Waiting for Multiple Workflows#
DBOS.wait_first() and DBOS.wait_first_async() enable waiting for any one of multiple workflows to complete. These methods poll the database until at least one workflow's status is no longer PENDING, ENQUEUED, or DELAYED, then return the corresponding handle. This is useful for patterns like racing workflows, implementing timeouts, or processing results as they become available.
Basic Usage#
@DBOS.workflow()
async def coordinator_workflow() -> str:
# Start multiple child workflows
handles = [
await DBOS.start_workflow_async(task_workflow, i)
for i in range(3)
]
# Wait for first to complete
first_completed = await DBOS.wait_first_async(handles)
return await first_completed.get_result()
Processing Tasks as They Complete#
wait_first() can be used in a loop to process workflow results in completion order rather than start order:
@DBOS.workflow()
def process_tasks() -> List[str]:
# Start multiple concurrent tasks
handles = [queue.enqueue(process_task, i) for i in range(5)]

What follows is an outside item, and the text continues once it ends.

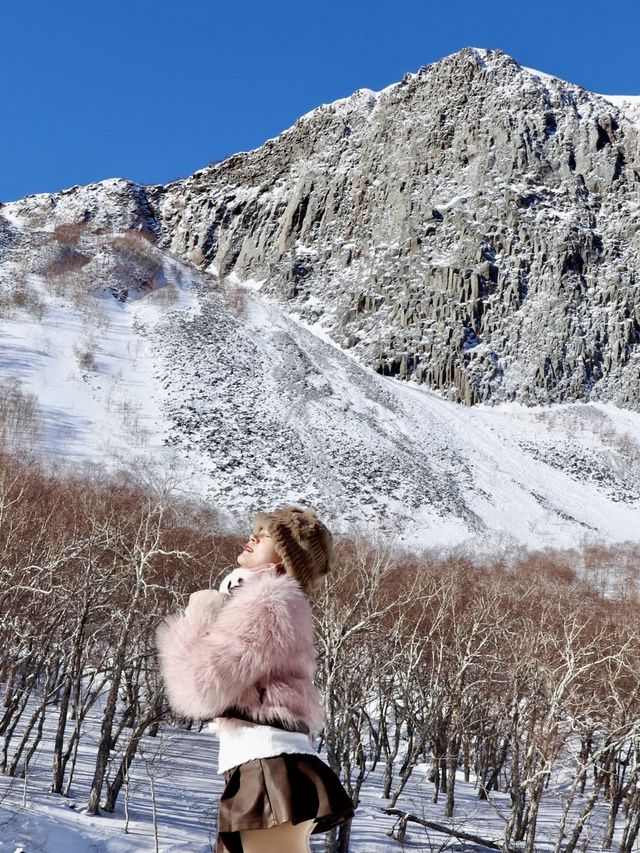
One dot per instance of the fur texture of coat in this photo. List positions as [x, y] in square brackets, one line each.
[256, 653]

# Process results as tasks complete (not in start order)
results = []
remaining = list(handles)
while remaining:
completed = DBOS.wait_first(remaining)
results.append(completed.get_result())
remaining = [h for h in remaining if h.workflow_id != completed.workflow_id]
return results
Parameters and Error Handling#
Both methods accept the following parameters:
handles: List of workflow handles to wait on. Must not be empty and must not contain duplicate workflow IDs.polling_interval_sec: Optional polling interval for checking workflow completion status (defaults toDEFAULT_POLLING_INTERVAL).
Error Handling:
- Raises
ValueErrorif the handles list is empty - Raises
ValueErrorif the handles list contains duplicate workflow IDs
Transactions and Async Limitations#
Transaction Limitation#
Transactions explicitly do not support async functions. The code raises a DBOSException when a coroutine function is decorated with @DBOS.transaction():
if inspect.iscoroutinefunction(func):
raise DBOSException(
f"Function {transaction_name} is a coroutine function, but DBOS.transaction does not support coroutine functions"
)
Technical Reasons:
- DBOS transactions use SQLAlchemy's synchronous session API, which requires blocking I/O operations
- Transactions must set isolation levels and manage connection state synchronously
- Complex retry logic for serialization failures would be more difficult to manage across async boundaries
Calling Transactions from Async Contexts#
When calling synchronous transactions from async contexts (such as async workflows), you should use asyncio.to_thread() to avoid blocking the event loop. If a transaction is called directly while an event loop is running, DBOS will log a warning to help identify this pattern:
@DBOS.transaction()
def my_db_transaction() -> str:
rows = DBOS.sql_session.execute(sa.text("SELECT 1")).fetchall()
return str(rows[0][0])
@DBOS.workflow()
async def async_workflow() -> str:
# Recommended: Use asyncio.to_thread() to avoid blocking the event loop
result = await asyncio.to_thread(my_db_transaction)
return result
Warning Behavior:
If you call a transaction directly from an async context without using asyncio.to_thread(), DBOS will log a warning message:
Transaction {transaction_name} was called while an event loop is running. Invoke transactions from an async context using asyncio.to_thread to avoid blocking the event loop.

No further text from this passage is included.